Pinotage Persecuted in WSJ

Is the current blitzkrieg trashing all things South African part of the campaign to elect Mormon Mitt Romney to high office next month? First up were the economic attacks in the New York Times, Wall Street Journal and the Economist. Next come the cultural drive-by shootings of Die Antwoord in the Guardian which asks whether the Black and White Minstrel get-up of Yolandi Vi$$er “will improve perceptions of Africans?” Yesterday a predator drone attack on Pinotage by Lettie Teague (below). When will chicks with red hair leave SA wine alone? wonders one exasperated farmer.

Last week Lettie interviewed billionaire Bill Foley (rated 86/100 by Robert Parker) who summed up SA wine as “unstable government and bad wine.” This week, in a story on Merlot, Lettie closes with a gratuitous kick in the goolies. “The tasting was a useful reminder not only that Merlot can be good, but also that a wine drinker should try not to hold unreasonable prejudices. I only hope that a reader doesn’t ask me to recommend a good Pinotage (the rubber-inflected native red wine of South Africa). I just don’t think I could endure 25 examples of that.”
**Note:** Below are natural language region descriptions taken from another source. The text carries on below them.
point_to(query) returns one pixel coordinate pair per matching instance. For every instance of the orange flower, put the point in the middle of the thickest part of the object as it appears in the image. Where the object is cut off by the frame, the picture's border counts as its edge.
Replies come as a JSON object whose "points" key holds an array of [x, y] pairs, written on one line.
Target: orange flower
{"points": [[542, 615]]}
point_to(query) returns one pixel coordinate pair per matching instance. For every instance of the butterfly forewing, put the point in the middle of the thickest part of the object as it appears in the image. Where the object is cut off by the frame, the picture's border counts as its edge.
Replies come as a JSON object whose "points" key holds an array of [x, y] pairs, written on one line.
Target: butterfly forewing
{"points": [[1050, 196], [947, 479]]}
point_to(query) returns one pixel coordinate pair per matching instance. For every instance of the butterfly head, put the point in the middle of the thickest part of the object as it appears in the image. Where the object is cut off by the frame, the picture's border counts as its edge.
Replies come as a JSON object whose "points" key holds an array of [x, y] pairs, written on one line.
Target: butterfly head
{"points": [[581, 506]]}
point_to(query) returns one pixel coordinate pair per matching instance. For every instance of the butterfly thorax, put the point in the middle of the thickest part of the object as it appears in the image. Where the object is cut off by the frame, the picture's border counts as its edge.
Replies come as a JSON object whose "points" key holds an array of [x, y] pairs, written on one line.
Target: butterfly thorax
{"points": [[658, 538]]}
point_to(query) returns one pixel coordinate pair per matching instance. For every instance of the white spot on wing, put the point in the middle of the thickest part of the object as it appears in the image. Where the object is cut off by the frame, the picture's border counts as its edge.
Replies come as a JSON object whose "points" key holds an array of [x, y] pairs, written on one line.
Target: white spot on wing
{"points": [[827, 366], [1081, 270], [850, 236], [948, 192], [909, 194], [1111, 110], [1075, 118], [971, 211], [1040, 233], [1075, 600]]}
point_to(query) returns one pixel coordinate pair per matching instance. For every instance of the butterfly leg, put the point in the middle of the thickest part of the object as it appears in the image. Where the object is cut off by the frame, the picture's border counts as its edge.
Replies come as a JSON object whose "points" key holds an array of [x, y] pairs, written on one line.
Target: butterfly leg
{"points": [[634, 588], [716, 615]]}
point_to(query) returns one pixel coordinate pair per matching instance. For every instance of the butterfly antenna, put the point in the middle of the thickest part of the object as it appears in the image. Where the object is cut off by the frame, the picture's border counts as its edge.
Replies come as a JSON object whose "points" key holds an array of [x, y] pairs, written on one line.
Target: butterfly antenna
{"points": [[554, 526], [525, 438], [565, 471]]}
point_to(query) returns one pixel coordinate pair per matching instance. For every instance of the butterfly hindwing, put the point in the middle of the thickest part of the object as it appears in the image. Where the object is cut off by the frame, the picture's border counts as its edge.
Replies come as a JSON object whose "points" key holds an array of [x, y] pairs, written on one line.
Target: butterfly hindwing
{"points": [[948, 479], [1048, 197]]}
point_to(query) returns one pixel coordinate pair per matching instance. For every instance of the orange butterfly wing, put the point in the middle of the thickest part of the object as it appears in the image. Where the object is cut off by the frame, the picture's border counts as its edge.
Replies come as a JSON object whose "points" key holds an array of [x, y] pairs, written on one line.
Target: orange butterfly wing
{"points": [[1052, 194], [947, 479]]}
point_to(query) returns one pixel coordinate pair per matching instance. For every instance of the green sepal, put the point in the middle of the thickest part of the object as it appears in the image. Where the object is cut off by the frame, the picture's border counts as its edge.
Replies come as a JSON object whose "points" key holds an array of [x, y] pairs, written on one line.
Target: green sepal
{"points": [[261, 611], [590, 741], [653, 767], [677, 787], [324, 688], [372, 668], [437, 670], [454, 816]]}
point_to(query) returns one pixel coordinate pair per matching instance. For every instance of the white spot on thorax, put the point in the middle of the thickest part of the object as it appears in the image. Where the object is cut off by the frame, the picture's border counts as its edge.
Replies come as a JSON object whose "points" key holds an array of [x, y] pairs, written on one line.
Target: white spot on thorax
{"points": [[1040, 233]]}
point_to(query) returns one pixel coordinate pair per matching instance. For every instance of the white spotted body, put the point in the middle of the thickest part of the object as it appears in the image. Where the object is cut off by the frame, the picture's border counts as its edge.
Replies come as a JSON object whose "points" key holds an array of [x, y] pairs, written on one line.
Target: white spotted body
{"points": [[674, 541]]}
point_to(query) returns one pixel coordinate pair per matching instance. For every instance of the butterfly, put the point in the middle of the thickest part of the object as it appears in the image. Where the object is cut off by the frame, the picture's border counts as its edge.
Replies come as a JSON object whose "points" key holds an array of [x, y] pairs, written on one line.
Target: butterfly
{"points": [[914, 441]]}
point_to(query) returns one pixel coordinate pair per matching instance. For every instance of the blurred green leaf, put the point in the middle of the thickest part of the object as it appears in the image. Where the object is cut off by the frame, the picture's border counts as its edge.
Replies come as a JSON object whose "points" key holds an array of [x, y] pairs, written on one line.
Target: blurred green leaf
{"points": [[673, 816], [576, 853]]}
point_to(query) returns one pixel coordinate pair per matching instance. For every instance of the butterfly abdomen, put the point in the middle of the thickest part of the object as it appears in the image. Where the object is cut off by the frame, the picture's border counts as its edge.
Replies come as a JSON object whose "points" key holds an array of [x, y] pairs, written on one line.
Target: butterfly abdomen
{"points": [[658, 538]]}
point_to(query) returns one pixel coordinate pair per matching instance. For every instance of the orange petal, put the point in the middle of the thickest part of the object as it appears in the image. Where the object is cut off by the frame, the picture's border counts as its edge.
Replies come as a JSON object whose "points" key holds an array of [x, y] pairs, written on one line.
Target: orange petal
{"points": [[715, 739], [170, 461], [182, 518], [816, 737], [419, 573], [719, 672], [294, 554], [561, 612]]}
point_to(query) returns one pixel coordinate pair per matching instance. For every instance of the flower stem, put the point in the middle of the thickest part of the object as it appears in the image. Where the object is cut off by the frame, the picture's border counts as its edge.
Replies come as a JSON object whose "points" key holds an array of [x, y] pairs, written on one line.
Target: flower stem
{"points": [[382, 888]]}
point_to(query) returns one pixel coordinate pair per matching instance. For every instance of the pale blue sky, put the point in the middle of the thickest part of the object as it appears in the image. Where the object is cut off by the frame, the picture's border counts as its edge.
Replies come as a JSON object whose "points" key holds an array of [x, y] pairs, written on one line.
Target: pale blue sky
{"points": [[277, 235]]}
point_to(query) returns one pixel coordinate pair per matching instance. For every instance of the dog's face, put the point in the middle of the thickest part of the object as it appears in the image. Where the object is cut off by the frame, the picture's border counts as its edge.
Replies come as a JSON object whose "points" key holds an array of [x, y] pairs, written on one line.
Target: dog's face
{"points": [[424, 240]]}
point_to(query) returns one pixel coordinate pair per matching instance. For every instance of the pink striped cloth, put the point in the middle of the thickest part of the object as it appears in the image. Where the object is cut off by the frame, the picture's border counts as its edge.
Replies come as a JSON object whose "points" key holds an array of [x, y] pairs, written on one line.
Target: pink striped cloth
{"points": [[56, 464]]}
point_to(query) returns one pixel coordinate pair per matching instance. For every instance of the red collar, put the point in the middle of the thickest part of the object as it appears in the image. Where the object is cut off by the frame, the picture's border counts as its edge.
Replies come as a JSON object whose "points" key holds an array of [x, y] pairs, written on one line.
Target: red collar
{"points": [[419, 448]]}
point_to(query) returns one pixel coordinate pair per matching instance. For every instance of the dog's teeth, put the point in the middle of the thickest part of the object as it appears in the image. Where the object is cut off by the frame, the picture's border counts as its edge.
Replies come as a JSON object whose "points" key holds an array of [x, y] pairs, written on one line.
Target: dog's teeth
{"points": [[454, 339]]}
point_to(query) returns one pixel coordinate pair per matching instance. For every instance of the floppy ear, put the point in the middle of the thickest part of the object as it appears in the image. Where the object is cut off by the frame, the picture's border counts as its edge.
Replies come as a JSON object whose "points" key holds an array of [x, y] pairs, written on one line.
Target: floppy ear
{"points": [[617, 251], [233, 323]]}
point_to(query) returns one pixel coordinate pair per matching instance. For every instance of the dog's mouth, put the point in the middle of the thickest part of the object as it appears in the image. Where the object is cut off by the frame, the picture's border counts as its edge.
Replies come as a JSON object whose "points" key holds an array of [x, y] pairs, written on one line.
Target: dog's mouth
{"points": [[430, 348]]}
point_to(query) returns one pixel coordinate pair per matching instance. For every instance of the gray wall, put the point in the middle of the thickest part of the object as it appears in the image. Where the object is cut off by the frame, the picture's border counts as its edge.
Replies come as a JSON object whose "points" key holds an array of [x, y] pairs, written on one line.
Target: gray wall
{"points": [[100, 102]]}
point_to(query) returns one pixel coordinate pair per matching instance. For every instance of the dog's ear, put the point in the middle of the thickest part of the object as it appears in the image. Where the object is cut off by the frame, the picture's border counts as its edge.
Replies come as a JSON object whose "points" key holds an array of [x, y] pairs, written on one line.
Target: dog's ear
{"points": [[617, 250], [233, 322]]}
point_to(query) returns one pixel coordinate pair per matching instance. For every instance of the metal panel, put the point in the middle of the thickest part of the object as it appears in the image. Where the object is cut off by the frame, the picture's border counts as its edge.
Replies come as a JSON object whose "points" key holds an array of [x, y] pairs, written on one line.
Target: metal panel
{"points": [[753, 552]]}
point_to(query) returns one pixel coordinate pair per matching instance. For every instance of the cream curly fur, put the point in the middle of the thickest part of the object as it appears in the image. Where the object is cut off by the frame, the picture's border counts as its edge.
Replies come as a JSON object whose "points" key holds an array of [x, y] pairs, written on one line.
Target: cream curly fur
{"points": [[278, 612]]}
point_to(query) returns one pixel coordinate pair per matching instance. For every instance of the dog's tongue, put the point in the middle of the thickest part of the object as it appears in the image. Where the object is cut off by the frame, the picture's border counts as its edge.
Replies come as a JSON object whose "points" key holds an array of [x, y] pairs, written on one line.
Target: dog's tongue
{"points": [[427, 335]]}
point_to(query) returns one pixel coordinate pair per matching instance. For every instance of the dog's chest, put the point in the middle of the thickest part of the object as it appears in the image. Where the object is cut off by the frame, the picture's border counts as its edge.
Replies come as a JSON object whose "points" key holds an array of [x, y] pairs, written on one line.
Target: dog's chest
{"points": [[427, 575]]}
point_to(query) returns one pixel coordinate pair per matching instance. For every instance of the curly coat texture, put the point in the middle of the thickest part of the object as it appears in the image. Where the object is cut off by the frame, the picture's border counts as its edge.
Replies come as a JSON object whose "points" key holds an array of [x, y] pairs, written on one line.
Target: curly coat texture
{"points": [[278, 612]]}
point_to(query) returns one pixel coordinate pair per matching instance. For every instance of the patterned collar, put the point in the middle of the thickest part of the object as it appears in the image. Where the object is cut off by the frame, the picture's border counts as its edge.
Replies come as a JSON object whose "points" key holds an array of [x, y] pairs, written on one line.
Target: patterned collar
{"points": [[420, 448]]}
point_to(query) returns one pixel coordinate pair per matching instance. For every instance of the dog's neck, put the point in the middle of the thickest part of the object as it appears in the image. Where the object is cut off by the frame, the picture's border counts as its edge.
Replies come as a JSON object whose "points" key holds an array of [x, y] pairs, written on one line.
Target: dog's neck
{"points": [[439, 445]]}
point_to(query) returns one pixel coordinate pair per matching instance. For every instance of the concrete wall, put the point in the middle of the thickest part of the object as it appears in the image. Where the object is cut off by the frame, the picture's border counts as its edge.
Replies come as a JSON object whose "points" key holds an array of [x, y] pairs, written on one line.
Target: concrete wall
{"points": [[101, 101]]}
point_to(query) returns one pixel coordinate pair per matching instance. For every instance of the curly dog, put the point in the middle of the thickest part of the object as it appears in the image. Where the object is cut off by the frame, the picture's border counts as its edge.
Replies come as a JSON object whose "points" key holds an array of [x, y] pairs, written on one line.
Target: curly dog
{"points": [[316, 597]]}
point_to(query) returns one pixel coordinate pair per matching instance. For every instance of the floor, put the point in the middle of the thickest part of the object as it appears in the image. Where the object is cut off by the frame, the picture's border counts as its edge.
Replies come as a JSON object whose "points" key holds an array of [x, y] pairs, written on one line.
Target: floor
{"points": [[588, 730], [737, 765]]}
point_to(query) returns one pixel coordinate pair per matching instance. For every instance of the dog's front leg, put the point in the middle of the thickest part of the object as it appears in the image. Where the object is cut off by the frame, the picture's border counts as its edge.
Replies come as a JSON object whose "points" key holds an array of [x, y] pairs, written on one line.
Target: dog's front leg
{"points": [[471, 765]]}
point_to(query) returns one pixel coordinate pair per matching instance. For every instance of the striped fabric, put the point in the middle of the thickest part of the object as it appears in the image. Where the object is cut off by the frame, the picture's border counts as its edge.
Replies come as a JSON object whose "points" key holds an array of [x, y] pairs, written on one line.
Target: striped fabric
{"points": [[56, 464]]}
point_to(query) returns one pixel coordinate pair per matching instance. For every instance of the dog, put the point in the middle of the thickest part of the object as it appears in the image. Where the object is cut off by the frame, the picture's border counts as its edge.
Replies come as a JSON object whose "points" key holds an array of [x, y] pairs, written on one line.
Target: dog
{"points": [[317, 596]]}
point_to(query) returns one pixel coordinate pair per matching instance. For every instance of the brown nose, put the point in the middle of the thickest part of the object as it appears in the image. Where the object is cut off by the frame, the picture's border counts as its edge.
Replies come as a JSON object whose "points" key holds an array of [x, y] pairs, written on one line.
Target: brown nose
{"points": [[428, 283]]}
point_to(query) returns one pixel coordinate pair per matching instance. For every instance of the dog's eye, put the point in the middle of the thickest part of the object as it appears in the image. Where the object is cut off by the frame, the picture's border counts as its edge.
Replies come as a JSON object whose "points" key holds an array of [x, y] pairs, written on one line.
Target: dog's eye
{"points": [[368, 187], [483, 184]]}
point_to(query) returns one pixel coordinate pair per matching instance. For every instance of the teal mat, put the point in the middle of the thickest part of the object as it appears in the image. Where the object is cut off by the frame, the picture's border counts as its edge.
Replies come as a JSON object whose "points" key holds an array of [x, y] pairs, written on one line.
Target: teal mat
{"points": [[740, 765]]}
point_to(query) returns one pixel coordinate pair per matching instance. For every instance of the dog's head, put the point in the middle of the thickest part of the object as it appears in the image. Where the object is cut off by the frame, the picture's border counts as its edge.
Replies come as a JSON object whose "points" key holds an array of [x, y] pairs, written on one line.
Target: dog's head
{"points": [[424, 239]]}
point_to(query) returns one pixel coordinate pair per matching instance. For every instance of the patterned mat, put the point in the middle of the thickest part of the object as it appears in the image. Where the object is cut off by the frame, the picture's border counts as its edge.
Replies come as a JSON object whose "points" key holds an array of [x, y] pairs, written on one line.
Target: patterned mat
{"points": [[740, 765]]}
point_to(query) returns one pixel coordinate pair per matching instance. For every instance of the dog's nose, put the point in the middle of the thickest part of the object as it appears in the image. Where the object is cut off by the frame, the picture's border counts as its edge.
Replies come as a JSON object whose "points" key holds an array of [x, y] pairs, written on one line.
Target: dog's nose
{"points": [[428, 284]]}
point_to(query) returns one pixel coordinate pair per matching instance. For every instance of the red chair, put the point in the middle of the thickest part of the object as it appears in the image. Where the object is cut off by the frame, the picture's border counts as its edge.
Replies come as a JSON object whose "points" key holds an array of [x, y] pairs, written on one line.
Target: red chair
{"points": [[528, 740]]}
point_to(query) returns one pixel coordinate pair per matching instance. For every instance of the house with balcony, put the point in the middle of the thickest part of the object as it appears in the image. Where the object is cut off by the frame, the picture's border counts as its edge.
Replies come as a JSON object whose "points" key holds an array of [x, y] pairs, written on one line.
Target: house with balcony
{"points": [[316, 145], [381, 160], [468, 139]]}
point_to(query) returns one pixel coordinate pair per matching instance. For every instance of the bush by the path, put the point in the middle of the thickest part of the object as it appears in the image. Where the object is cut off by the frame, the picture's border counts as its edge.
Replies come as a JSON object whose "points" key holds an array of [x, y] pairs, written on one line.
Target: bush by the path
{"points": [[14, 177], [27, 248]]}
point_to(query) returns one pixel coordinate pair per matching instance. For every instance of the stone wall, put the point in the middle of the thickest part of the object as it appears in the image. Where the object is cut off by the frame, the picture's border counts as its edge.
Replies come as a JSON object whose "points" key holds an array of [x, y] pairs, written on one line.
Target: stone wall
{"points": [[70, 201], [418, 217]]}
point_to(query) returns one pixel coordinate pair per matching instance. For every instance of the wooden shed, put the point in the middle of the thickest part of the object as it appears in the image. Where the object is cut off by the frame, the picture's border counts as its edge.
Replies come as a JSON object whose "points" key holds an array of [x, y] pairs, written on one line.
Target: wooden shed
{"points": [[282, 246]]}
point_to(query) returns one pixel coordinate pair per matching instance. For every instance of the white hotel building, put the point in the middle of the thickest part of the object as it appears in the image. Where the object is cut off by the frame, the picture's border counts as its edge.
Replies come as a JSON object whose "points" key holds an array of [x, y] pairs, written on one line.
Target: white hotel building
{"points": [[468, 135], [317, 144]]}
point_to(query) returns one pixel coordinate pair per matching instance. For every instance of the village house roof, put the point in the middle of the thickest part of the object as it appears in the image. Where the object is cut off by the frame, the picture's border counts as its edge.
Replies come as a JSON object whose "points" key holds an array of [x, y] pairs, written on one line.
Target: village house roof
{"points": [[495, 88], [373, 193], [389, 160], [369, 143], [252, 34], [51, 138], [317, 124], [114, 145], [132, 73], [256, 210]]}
How can a serious newspaper give column centimetres to such a prejudiced palate? For on her own PR website Lettie is proud to announce “she loves most wines of the world except Pinotage. She has never had a good Pinotage.” South Africans have had their fill of prejudice in all its forms and will fervently hopes that Jay McInerney will pick up his WSJ corkscrew again after the elections are over.

Declaration: the author grows Pinotage on the Paardeberg in the Swartland.